If you completed the previous step and the problem went away then your problem can probably be found in one of the next steps. In this step we’re going to verify that your wheel P controllers are well-tuned. If you’re using Java then we want to turn off Ramsete so that we can just view our PF controllers on their own.

  1. You must re-use all the code from the previous step that logs actual vs. desired velocity (and the code that disables Ramsete, if you’re using Java), except that the P gain must be set back to its previous nonzero value.

  2. Run the robot again on a variety of trajectories, and check that your actual vs. desired graphs look good.
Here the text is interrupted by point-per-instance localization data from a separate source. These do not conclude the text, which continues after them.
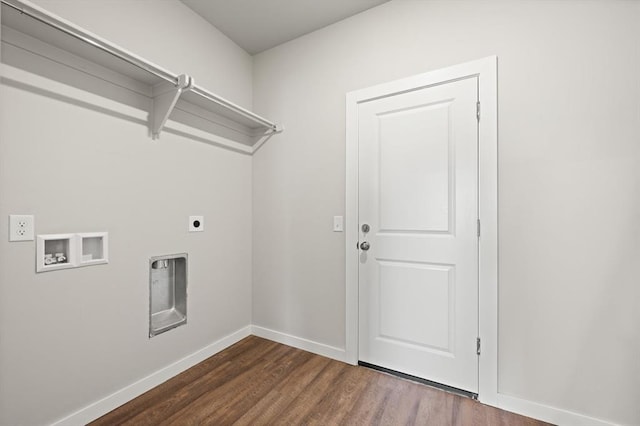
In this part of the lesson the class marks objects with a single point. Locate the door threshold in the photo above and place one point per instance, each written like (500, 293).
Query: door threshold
(446, 388)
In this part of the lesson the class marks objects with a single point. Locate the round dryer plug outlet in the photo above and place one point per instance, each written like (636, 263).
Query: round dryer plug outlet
(196, 223)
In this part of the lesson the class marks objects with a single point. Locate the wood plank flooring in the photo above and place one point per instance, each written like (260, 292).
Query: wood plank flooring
(259, 382)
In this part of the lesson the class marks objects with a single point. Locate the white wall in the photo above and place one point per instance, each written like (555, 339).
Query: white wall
(69, 338)
(569, 185)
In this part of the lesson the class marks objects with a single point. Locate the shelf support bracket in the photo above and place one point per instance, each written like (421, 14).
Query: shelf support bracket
(164, 103)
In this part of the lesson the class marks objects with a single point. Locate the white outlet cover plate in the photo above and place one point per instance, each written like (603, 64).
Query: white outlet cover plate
(21, 227)
(196, 223)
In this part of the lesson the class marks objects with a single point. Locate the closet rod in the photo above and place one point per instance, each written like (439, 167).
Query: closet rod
(106, 47)
(224, 103)
(96, 43)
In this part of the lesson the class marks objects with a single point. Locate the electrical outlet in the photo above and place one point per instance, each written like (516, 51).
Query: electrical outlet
(196, 223)
(21, 227)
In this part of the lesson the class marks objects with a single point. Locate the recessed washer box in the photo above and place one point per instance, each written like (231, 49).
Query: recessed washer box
(167, 293)
(56, 251)
(93, 248)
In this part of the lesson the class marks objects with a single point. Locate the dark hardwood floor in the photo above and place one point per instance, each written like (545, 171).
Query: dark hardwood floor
(259, 382)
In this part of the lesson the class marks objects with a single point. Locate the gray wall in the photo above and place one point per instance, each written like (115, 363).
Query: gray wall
(69, 338)
(569, 185)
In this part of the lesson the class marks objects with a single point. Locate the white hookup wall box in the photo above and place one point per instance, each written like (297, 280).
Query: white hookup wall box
(64, 251)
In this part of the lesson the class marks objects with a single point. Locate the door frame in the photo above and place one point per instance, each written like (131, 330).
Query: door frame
(485, 70)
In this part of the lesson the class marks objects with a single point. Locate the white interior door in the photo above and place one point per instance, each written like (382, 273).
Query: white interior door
(418, 193)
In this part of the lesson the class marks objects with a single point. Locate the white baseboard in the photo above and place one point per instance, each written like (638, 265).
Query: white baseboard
(99, 408)
(547, 413)
(304, 344)
(113, 401)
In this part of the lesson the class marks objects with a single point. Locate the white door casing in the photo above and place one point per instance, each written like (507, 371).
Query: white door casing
(484, 71)
(418, 277)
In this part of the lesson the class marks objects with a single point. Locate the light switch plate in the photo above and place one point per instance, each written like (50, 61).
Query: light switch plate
(21, 227)
(338, 224)
(196, 223)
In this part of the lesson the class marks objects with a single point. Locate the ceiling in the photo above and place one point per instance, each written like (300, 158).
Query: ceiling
(257, 25)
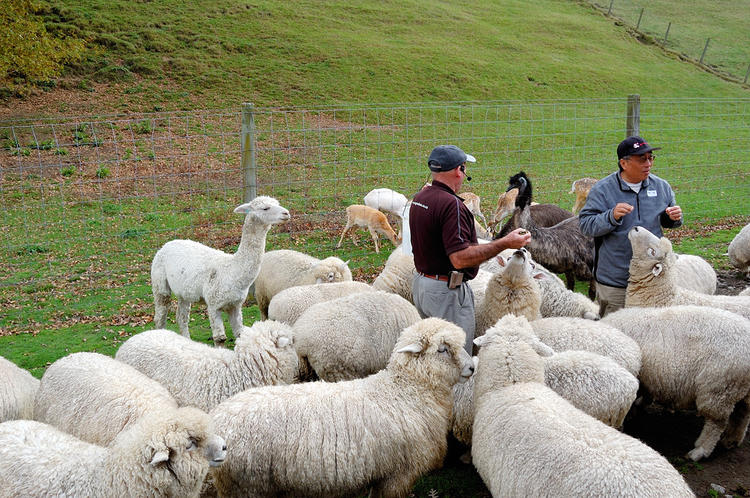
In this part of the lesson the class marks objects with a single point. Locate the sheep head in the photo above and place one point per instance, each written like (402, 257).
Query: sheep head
(651, 255)
(431, 353)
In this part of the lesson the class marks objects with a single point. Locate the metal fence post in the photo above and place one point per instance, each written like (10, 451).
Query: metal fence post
(249, 168)
(633, 124)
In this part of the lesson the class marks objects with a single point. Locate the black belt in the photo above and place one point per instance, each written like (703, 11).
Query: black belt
(442, 278)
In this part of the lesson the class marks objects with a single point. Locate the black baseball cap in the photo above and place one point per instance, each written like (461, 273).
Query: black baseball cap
(448, 157)
(634, 146)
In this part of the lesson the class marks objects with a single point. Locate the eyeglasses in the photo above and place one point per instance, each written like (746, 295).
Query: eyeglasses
(644, 158)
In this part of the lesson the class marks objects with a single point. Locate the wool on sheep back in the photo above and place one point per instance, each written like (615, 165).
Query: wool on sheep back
(323, 439)
(695, 357)
(352, 336)
(202, 376)
(289, 304)
(284, 268)
(529, 441)
(162, 455)
(17, 390)
(194, 272)
(652, 280)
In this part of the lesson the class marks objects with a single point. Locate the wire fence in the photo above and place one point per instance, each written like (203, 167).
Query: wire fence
(95, 197)
(720, 46)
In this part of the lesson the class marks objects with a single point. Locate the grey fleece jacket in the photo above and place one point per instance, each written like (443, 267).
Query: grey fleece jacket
(613, 250)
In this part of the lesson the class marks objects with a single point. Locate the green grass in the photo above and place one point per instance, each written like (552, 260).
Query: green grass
(218, 53)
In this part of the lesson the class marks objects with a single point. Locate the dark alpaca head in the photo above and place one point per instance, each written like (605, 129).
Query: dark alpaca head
(522, 182)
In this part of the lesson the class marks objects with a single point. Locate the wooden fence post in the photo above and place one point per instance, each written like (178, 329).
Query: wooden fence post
(633, 124)
(249, 168)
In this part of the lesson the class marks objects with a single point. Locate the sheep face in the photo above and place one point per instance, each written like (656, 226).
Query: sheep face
(651, 255)
(264, 209)
(432, 352)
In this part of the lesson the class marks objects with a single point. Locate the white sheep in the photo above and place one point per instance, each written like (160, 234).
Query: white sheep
(17, 390)
(95, 397)
(358, 215)
(337, 439)
(284, 268)
(739, 250)
(695, 273)
(289, 304)
(695, 357)
(529, 441)
(397, 274)
(193, 271)
(652, 280)
(160, 455)
(201, 376)
(593, 383)
(352, 336)
(511, 290)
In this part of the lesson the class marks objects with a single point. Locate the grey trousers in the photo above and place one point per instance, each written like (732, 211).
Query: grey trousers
(433, 298)
(610, 299)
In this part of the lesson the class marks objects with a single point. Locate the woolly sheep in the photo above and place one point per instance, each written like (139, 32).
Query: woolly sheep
(511, 290)
(652, 280)
(695, 357)
(17, 390)
(695, 273)
(566, 334)
(289, 304)
(352, 336)
(160, 455)
(323, 439)
(201, 376)
(739, 250)
(595, 384)
(95, 397)
(397, 274)
(193, 271)
(284, 268)
(529, 441)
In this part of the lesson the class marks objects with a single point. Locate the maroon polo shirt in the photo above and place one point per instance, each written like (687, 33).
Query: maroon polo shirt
(440, 225)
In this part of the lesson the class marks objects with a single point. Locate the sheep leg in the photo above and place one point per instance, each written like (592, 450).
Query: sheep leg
(374, 239)
(183, 316)
(161, 308)
(706, 442)
(235, 319)
(738, 422)
(570, 280)
(217, 326)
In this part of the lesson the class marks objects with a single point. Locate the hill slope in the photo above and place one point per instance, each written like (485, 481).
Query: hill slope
(170, 55)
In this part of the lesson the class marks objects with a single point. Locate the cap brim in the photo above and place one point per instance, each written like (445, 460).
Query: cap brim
(640, 152)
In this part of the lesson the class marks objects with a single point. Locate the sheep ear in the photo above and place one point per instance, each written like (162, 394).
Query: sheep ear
(159, 457)
(481, 340)
(656, 270)
(243, 208)
(414, 347)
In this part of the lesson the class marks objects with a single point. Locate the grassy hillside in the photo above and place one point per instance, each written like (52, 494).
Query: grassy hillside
(175, 55)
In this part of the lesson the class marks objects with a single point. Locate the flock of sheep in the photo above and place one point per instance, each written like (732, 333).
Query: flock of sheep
(341, 387)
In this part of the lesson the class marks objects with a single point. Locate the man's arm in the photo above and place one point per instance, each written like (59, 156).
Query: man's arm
(474, 255)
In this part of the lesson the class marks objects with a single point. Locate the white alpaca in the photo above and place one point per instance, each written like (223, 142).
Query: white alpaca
(193, 271)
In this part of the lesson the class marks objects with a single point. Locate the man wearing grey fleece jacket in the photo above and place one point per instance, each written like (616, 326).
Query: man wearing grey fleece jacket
(629, 197)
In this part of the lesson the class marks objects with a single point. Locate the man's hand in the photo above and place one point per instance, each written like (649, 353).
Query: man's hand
(620, 210)
(674, 213)
(516, 239)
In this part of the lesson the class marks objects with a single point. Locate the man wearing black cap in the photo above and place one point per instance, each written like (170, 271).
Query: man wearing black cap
(629, 197)
(444, 243)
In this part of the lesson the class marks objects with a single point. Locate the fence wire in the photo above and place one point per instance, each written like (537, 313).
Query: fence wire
(97, 196)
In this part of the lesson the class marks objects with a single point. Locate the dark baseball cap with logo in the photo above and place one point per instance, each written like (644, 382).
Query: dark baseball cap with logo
(448, 157)
(634, 146)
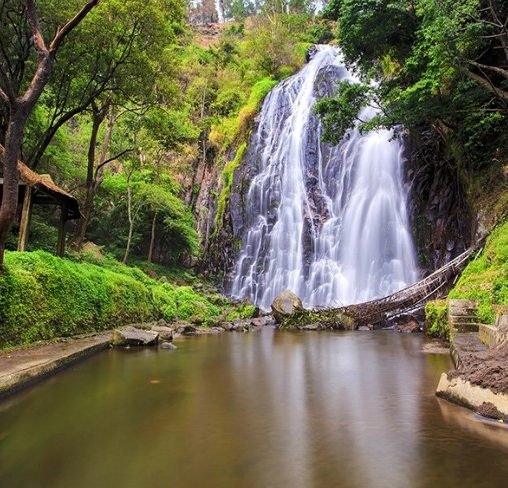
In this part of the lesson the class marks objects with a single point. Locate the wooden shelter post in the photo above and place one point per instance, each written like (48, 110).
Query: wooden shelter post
(60, 249)
(26, 217)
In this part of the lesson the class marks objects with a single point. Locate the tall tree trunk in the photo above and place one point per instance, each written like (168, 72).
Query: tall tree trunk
(92, 178)
(20, 107)
(152, 238)
(17, 120)
(131, 222)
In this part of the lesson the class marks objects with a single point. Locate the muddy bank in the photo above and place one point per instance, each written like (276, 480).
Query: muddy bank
(480, 380)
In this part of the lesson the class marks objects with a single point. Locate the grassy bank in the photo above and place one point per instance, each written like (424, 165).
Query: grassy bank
(42, 297)
(484, 280)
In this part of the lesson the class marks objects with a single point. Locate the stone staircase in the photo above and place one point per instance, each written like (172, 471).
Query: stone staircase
(462, 319)
(493, 335)
(462, 316)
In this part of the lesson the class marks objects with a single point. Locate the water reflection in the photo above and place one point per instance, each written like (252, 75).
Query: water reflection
(270, 409)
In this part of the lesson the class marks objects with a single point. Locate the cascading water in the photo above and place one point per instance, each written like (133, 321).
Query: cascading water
(327, 222)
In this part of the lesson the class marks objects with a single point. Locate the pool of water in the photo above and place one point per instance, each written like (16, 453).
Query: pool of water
(265, 409)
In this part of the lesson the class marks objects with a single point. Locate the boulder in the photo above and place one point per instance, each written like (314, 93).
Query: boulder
(131, 336)
(262, 321)
(165, 332)
(285, 304)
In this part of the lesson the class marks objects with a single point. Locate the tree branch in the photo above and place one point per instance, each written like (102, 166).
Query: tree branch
(62, 32)
(495, 69)
(4, 96)
(33, 19)
(119, 155)
(487, 84)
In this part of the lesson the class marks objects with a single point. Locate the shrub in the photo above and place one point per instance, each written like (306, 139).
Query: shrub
(486, 278)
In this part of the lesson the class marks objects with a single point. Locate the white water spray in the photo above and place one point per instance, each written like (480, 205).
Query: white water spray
(327, 222)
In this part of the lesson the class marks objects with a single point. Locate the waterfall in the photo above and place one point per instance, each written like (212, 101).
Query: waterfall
(327, 222)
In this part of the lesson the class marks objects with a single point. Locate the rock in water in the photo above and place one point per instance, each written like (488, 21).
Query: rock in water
(285, 304)
(131, 336)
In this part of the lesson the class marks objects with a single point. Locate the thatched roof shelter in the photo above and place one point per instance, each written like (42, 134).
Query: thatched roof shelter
(46, 191)
(41, 190)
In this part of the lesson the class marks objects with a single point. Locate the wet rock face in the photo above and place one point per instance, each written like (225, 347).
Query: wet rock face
(285, 304)
(443, 223)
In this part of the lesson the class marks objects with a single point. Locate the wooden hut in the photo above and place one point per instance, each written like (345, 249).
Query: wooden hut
(36, 189)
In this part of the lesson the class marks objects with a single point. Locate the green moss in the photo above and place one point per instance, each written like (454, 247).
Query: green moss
(436, 319)
(235, 127)
(486, 278)
(43, 297)
(227, 183)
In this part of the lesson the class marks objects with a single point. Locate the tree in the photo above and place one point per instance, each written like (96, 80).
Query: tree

  3. If the graphs do not look good (i.e. the actual velocity is very different from the desired) then you should try tuning your P gain and rerunning your test trajectories.

Check Constraints


Make sure that your P gain is nonzero for this step and that you still have the logging code added in the previous steps. If you’re using Java then you should remove the code to disable Ramsete.

If your accuracy issue persisted through all of the previous steps then you might have an issue with your constraints. Below are a list of symptoms that the different available constraints will exhibit when poorly tuned.

Test one constraint at a time! Remove the other constraints, tune your one remaining constraint, and repeat that process for each constraint you want to use. The below checklist assumes that you only use one constraint at a time.

  • DifferentialDriveVoltageConstraint:

    • If your robot accelerates very slowly then it’s possible that the max voltage for this constraint is too low.

    • If your robot doesn’t reach the end of the path then your system identification data may problematic.

  • DifferentialDriveKinematicsConstraint:

    • If your robot ends up at the wrong heading then it’s possible that the max drivetrain side speed is too low, or that it’s too high. The only way to tell is to tune the max speed and to see what happens.

  • CentripetalAccelerationConstraint:

    • If your robot ends up at the wrong heading then this could be the culprit. If your robot doesn’t seem to turn enough then you should increase the max centripetal acceleration, but if it seems to go around tight turns to quickly then you should decrease the maximum centripetal acceleration.

Check Trajectory Waypoints

It is possible that your trajectory itself is not very driveable. Try moving waypoints (and headings at the waypoints, if applicable) to reduce sharp turns.